Nasser Hanna, M.D., can provide expertise on the new guidelines for lung cancer screening recently issued by the U.S. Preventive Service Task Force. The USPSTF recommends yearly low-dose CT screening for those who are at high risk of developing lung cancer because of their smoking history. The recommendation lowers the age when screening should start from 55 to 50, and it reduces the smoking history from 30 years to 20 years. The impact? The changes in the recommendations have the potential to find lung cancer in more people early enough to cure it.

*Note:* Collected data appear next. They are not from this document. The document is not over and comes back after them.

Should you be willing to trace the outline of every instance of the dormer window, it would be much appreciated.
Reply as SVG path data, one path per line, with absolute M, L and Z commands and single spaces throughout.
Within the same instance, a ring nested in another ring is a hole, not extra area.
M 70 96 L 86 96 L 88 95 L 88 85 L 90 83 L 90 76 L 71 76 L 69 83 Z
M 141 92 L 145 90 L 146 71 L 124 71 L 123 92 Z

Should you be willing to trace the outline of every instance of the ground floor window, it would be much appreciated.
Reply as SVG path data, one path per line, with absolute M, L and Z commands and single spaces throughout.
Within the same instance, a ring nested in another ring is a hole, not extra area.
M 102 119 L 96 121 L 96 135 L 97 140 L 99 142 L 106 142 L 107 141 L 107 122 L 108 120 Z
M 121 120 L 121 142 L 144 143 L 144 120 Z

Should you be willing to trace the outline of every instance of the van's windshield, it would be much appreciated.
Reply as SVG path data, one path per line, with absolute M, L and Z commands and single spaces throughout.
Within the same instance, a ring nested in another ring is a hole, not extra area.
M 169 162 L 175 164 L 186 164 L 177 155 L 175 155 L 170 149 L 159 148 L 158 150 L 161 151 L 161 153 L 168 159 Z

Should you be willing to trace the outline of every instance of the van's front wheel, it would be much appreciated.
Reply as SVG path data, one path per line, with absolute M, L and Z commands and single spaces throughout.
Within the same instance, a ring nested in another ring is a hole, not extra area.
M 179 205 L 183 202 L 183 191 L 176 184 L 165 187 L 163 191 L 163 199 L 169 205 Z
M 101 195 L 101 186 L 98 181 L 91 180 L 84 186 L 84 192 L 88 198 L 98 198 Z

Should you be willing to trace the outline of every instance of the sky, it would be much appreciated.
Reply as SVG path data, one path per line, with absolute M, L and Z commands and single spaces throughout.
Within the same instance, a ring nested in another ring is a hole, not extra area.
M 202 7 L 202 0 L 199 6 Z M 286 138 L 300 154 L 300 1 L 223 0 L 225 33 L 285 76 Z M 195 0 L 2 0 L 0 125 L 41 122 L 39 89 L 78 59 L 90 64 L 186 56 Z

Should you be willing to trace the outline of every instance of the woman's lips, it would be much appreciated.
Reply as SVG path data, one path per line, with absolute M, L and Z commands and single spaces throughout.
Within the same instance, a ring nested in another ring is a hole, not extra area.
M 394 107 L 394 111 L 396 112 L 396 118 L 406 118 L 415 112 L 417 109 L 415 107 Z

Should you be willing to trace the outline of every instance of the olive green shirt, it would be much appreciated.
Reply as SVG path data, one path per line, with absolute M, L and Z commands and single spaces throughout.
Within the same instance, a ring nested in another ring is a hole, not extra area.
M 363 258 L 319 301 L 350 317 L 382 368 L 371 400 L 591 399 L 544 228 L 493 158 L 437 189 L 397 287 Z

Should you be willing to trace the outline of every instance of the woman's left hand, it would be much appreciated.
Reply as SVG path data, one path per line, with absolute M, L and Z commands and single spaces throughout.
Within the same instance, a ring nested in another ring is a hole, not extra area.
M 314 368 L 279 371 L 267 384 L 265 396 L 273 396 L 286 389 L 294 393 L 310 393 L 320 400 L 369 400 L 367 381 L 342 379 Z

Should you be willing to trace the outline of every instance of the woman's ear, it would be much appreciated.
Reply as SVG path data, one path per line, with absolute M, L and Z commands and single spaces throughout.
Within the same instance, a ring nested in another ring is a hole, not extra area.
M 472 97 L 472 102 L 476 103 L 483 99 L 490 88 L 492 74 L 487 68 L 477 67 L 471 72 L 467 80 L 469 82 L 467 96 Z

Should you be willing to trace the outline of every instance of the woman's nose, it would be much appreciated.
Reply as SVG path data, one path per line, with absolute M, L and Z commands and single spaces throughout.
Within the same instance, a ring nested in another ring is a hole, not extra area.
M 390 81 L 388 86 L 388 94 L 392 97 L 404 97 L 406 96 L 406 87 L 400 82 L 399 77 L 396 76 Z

Dr. Hanna points out that the recommendation has a major financial implication in reimbursement. Under the Affordable Care Act, private insurers must cover services without patient cost-sharing that receive an “A” or “B” recommendation from the USPSTF. This new recommendation received a “B” rating.

Lung cancer is the leading cause of cancer death in the United States. According to the National Cancer Institute, there were 228,820 new cases of lung cancer in the U.S. in 2020, with 135,720 deaths caused by the disease.

Dr. Hanna, a hematologist/oncologist specializing in thoracic oncology at the Indiana University Melvin and Bren Simon Comprehensive Cancer Center, leads several clinical trials for first-line treatments and for metastatic disease. He offers expertise in the epidemiology of lung cancer in smokers and non-smokers, inflammation and lung cancer, treatment strategies, and the future of lung cancer therapies.

He is the Tom and Julie Wood Family Foundation Professor of Lung Cancer Clinical Research and professor of medicine at Indiana University School of Medicine.